Le vendredi 21 août, à 6 h 00, les gendarmes du PSIG de Mende, appuyés par l'équipe cynophile, ont interpellé à son domicile un homme de Mende qui avait refusé d'obtempérer lors d'un contrôle routier le dimanche 9 août. Présenté au parquet de Mende à 10 h 30 le même jour, il a vu son sursis de 11 mois révoqué et a été placé en maison d'arrêt dans l'attente de son jugement pour refus d'obtempérer et mise en danger de la vie d'autrui.

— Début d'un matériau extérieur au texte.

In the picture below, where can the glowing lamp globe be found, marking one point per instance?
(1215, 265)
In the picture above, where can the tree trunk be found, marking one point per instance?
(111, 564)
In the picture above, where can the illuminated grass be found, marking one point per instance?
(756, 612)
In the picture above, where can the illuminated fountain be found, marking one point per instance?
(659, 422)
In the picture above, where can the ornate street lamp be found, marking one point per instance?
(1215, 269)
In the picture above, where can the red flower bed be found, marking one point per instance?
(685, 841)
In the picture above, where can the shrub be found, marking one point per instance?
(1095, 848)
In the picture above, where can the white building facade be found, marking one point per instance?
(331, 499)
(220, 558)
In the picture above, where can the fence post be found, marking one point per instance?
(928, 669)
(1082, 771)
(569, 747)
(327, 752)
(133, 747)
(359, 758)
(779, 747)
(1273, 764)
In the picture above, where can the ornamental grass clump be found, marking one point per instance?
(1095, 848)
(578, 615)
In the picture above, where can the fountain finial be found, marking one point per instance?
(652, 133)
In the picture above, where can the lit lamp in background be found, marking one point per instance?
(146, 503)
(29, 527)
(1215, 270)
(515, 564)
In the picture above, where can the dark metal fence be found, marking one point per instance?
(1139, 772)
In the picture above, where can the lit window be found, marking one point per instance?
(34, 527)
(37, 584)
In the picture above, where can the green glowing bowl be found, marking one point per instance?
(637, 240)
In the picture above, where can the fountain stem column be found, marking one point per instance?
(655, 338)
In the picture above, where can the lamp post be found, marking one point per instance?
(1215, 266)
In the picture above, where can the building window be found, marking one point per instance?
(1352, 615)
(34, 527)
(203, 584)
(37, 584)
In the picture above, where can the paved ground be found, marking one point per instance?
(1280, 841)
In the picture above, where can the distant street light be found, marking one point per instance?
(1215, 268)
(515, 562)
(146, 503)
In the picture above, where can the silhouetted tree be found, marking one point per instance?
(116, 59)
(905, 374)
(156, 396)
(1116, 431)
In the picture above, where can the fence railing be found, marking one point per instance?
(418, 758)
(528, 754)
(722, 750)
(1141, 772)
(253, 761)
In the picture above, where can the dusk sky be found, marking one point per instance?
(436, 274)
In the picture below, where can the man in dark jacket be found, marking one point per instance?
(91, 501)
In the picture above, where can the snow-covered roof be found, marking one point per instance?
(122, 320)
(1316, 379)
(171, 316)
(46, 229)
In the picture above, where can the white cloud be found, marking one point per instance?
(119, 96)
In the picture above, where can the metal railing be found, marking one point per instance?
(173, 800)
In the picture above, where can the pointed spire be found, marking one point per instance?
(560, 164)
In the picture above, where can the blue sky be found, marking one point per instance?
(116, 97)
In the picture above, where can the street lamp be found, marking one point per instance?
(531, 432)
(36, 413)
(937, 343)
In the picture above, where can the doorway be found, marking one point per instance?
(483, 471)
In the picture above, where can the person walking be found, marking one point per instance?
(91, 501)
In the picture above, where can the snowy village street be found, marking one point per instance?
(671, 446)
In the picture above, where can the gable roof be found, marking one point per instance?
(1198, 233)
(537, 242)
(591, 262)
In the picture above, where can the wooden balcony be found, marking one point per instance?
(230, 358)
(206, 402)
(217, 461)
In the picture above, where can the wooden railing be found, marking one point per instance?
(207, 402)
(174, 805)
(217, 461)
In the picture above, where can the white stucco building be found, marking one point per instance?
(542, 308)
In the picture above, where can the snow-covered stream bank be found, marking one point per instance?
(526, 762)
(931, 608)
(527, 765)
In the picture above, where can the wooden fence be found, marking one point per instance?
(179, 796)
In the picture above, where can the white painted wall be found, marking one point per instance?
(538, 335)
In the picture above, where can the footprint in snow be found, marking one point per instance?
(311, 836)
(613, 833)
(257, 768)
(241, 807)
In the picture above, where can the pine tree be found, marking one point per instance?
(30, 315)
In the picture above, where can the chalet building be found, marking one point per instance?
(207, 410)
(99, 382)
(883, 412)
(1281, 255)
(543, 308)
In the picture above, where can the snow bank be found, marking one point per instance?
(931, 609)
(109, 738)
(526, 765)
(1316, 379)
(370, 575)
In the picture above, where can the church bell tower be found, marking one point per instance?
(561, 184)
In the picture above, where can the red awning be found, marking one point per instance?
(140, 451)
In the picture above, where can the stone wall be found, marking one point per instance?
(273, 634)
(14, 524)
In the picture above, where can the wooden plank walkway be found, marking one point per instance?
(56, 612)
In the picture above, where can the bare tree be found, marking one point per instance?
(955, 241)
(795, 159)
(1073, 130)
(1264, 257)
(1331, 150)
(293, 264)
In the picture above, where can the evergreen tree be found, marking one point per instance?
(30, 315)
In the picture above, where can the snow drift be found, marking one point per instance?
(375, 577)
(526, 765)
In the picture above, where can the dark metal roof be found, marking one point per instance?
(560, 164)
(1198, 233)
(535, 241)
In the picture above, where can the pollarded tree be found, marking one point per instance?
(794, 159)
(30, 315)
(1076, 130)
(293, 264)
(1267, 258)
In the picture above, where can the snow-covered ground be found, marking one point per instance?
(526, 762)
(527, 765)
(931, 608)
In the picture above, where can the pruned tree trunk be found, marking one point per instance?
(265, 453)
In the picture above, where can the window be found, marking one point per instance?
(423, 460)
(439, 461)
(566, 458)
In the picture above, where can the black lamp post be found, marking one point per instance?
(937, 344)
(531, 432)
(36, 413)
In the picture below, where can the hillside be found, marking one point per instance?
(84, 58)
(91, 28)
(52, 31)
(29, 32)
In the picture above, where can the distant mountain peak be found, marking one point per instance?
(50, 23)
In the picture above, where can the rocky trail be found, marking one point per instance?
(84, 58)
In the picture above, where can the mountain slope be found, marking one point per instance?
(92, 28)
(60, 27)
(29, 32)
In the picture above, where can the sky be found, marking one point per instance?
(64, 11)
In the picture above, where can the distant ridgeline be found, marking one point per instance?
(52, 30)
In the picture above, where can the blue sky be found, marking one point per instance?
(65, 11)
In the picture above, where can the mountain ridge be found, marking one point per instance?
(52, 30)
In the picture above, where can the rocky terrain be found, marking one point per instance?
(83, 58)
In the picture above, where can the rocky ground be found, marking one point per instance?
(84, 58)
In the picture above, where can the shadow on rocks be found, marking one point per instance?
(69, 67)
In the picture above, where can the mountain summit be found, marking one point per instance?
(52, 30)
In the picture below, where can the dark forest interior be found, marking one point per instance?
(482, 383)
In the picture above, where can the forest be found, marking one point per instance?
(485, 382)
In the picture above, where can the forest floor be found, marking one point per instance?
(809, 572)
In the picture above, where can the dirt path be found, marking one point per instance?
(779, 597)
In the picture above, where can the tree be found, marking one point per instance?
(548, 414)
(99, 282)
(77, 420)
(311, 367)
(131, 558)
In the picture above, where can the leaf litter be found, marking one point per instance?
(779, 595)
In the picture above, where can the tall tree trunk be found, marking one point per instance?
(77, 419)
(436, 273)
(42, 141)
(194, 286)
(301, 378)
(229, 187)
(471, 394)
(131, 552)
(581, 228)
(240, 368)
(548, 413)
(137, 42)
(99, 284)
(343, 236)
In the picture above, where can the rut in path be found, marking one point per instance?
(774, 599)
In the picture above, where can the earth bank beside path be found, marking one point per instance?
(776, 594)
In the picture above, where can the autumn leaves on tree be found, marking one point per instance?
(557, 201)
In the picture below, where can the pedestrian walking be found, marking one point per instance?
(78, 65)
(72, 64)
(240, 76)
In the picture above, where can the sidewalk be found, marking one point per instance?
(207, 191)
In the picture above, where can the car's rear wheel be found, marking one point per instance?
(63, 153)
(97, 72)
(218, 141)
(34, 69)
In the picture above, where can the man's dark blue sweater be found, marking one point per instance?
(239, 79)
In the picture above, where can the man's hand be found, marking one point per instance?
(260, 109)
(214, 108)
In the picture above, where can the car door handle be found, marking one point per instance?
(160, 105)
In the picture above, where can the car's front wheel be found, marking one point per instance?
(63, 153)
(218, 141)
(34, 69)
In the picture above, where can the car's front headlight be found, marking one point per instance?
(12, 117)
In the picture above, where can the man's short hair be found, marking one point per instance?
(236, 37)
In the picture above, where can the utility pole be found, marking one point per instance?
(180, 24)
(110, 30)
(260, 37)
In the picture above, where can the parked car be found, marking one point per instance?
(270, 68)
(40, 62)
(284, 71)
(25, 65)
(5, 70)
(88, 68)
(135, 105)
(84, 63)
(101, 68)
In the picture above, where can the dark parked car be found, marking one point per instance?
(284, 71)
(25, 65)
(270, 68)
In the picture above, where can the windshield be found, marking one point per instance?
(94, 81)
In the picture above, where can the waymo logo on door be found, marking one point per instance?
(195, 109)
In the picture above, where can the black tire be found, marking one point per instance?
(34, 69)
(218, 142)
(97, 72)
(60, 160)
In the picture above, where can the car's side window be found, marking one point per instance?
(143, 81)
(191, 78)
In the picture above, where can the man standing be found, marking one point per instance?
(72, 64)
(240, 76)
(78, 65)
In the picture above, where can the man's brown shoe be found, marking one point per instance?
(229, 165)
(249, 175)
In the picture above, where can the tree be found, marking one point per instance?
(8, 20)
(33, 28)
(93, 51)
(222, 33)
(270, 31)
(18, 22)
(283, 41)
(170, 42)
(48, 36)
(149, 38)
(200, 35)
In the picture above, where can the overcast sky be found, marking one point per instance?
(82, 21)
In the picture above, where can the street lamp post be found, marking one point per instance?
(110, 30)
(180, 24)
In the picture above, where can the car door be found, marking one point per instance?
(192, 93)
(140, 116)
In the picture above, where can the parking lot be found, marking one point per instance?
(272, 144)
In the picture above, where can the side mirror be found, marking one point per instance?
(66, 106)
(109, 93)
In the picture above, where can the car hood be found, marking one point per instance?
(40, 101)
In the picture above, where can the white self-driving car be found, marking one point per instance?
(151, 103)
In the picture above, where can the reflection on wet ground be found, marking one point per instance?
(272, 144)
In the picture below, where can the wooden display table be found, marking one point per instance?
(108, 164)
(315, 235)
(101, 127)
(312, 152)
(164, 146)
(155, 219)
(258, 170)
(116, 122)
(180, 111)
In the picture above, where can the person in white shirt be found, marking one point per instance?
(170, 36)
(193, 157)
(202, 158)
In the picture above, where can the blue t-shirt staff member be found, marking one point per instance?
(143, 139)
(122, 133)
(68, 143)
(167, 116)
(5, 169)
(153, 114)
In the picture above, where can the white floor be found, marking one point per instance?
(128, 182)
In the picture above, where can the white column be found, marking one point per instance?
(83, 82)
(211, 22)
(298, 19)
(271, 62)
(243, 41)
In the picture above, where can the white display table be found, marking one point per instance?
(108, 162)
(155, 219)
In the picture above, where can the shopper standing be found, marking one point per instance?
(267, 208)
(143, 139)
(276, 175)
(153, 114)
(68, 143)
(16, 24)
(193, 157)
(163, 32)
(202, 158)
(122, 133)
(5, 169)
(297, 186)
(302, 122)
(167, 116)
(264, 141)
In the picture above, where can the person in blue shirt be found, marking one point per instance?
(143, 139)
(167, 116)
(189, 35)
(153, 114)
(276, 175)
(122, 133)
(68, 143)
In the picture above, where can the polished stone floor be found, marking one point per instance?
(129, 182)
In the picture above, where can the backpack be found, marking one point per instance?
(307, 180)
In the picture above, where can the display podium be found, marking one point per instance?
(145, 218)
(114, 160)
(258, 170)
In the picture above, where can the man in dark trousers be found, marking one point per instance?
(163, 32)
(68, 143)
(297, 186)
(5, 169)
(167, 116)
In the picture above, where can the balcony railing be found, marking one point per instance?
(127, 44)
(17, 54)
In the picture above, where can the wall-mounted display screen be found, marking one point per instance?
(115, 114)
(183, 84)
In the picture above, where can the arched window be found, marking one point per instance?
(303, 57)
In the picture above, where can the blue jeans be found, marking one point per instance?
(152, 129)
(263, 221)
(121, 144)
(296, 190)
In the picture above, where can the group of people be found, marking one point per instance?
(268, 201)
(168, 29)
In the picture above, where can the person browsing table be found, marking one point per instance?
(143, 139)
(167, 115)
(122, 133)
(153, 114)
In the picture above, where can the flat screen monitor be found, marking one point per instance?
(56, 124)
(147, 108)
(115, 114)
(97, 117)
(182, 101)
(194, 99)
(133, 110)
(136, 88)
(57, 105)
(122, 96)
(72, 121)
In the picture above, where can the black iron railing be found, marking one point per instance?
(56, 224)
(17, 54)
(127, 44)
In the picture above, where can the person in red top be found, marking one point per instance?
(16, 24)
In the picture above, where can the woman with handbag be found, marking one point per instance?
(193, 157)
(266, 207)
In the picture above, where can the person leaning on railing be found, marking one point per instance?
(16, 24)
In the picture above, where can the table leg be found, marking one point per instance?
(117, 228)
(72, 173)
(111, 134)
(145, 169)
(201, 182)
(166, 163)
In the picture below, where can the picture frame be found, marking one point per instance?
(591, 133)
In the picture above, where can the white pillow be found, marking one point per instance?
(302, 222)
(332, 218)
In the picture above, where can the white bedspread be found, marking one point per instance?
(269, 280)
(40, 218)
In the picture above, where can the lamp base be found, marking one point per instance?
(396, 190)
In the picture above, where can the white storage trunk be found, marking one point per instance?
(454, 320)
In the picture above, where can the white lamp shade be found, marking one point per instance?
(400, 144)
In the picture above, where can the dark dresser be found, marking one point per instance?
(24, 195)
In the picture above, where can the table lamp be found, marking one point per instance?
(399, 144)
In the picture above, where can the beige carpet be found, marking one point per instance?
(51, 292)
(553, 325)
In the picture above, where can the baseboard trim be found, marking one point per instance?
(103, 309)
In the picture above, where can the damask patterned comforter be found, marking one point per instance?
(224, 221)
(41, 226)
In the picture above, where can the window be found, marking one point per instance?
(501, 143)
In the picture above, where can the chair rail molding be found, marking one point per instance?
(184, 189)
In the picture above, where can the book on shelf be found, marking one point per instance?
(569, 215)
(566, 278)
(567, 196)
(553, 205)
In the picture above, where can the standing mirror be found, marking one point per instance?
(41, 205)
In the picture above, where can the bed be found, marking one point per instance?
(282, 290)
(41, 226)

Un contrôle de routine qui dégénère
Le dimanche 9 août, aux alentours de 19 h, la brigade motorisée de Mende, de retour de Langogne, rejoignait sa caserne à l'entrée de Mende, près du quartier Fontanilles. Les motocyclistes ont alors constaté que le conducteur d'une Citroën C4 circulait sans ceinture de sécurité et ont décidé de procéder à un contrôle.
Le conducteur a refusé d'obtempérer aux injonctions des gendarmes et s'est engagé dans une fuite dangereuse, s'affranchissant totalement du code de la route. Il a circulé à gauche, franchi des lignes continues et atteint des vitesses excessives, jusqu'à 180 km/h, obligeant les véhicules croisés à se garer en urgence sur le bas-côté.
L'enquête révèle une annulation du permis
Les trois motocyclistes, ne pouvant intercepter le véhicule en sécurité, ont décidé de renoncer à la poursuite dans la commune de Serverette, non sans avoir recueilli les éléments d'identification du conducteur. L'enquête de la gendarmerie nationale a permis de déterminer que le conducteur circulait malgré une annulation judiciaire de son permis de conduire.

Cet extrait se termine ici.